The five investment banks led the charge, including Goldman Sachs, which was headed by Henry M. Paulson Jr. Two years later, he left to become Treasury secretary. [The fox guarding the hen house possibly?]
Still, nothing illegal happened. There’s no one to prosecute since they got permission. How scary is that???
On the topic of a dissenting view of the bailout, check out this awesome clip from Representative Kaptur from Ohio (Thanks The Soccer Mom Vote!) While I have argued that it was probably necessary to bail out the ultra-wealthy, I liked that Kaptur called out the Paulsen crew for the fear-mongering and obfuscation. Considering Paulsen was somewhat instrumental in CAUSING the meltdown. (see above!)
Go for the Cash! (Or Stay in for the Long Haul?)

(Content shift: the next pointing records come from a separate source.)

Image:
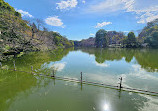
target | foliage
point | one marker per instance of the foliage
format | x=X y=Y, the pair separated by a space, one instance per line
x=101 y=40
x=21 y=36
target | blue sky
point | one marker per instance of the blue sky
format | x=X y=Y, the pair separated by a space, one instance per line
x=80 y=19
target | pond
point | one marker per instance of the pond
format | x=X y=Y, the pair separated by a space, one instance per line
x=21 y=91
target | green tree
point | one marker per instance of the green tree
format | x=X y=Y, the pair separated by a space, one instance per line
x=101 y=40
x=153 y=39
x=131 y=40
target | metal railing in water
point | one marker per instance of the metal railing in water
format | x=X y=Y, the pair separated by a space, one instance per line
x=119 y=87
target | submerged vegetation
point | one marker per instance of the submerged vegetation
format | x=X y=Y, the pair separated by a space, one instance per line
x=18 y=35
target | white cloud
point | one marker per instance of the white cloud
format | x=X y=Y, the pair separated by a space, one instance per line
x=24 y=13
x=54 y=21
x=99 y=25
x=146 y=11
x=144 y=15
x=83 y=1
x=92 y=34
x=67 y=4
x=105 y=6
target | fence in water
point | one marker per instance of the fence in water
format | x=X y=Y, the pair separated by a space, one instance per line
x=119 y=87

Now that we’re all stock market investors with our 401Ks, mutual funds, and savings, we have to decide whether it’s a better idea to stay in the market for the next ten years and ride it out or get out now while there’s anything to get. (You know it’s bad when the word PLUNGE feels overused.) I read a blog post from a guy in Iceland who says people there are stockpiling food stuffs. Not so good! And really, I don’t know what the heck I’m talking about since I’m not one of the ruling elite, super ultra wealthy, 1% people. But here’s what I read today in the NY Times: A terribly weak argument about how you shouldn’t get out because if you do, you won’t know when to get back in and you’ll probably lose money as a result. The argument is backed by cumulative data from the last 30 years. (Ironic. Maybe they should’ve gone back farther.)

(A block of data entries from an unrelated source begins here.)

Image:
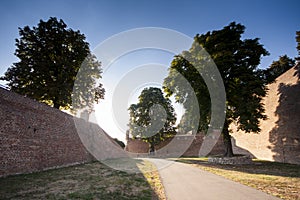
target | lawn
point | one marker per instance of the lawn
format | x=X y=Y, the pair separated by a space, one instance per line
x=278 y=179
x=86 y=181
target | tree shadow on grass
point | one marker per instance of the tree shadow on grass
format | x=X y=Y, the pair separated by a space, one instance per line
x=86 y=181
x=258 y=167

There are two gigantic things the article does not address:
- What if you don’t have thirty years to wait for your money to be worth anything? What if you only have five years? There is some break even point that we surely do not have magic-allseeing-crystal-ball access to, but I couldn’t wait. This is our family savings. If my husband lost his job in six months, we’d be up a creek. This is why we got out.

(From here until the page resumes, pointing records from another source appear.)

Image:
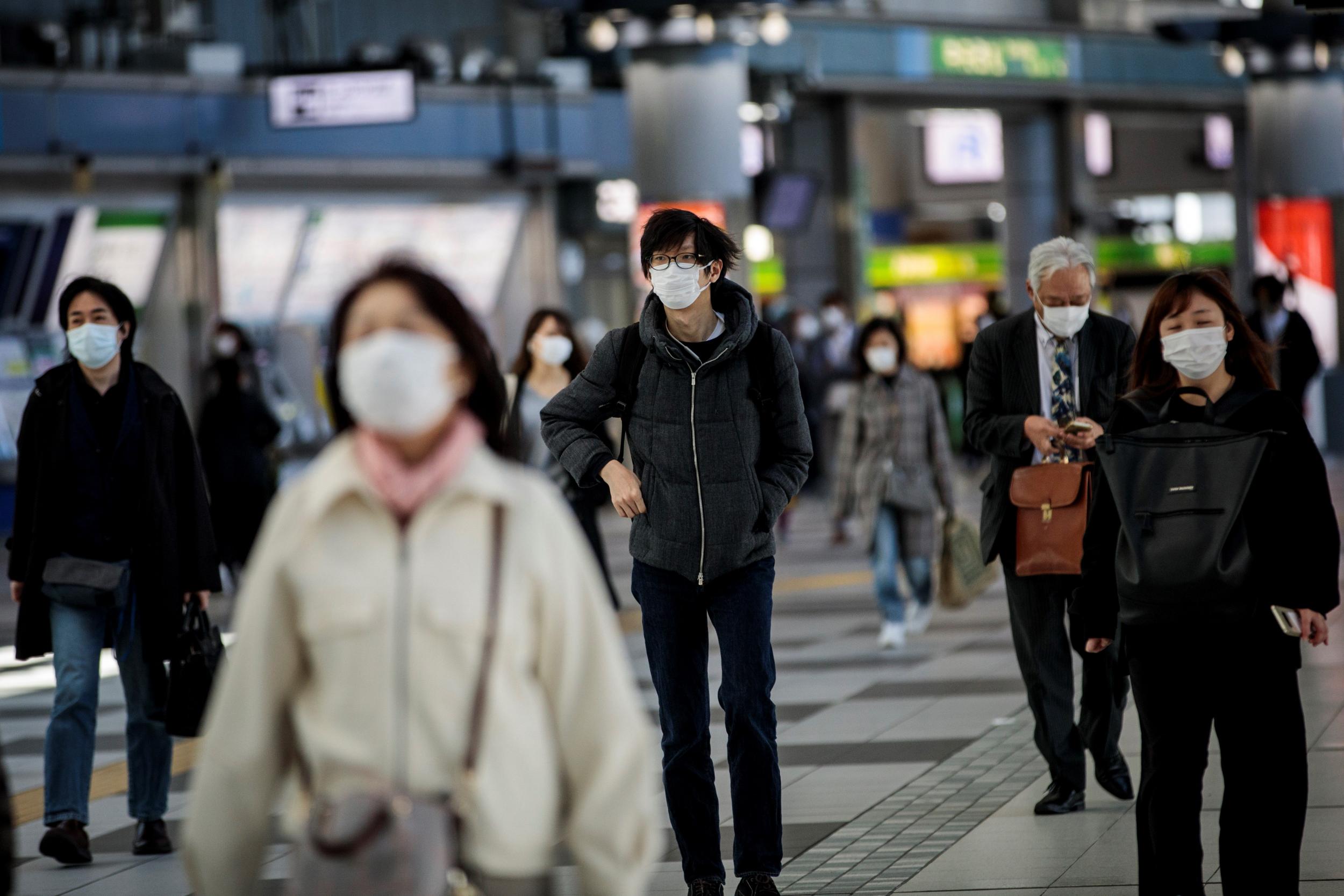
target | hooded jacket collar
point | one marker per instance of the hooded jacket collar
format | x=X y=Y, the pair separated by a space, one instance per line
x=729 y=299
x=337 y=475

- Secondly, what no stock broker, money manager, or investment banker will tell you, is that if you “panic” and get out of the market, you will be contributing to bringing down the house of cards that the government is so desperately trying to prop up. Our system is based on using your capital as leverage. If you take away your capital, the system collapses. Just ask Iceland.
So it might be unAmerican or unCapitalist, or… dare I say it… bordering on SOCIALIST if you take your money out. It could be actually, for real, and without doubt inviting economic calamity. All I know is the money belongs to my family. I don’t want anyone else gambling with it anymore.
When beggars and shoeshine boys, barbers and beauticians can tell you how to get rich it is time to remind yourself that there is no more dangerous illusion than the belief that one can get something for nothing. ~Bernard Baruch, 1929.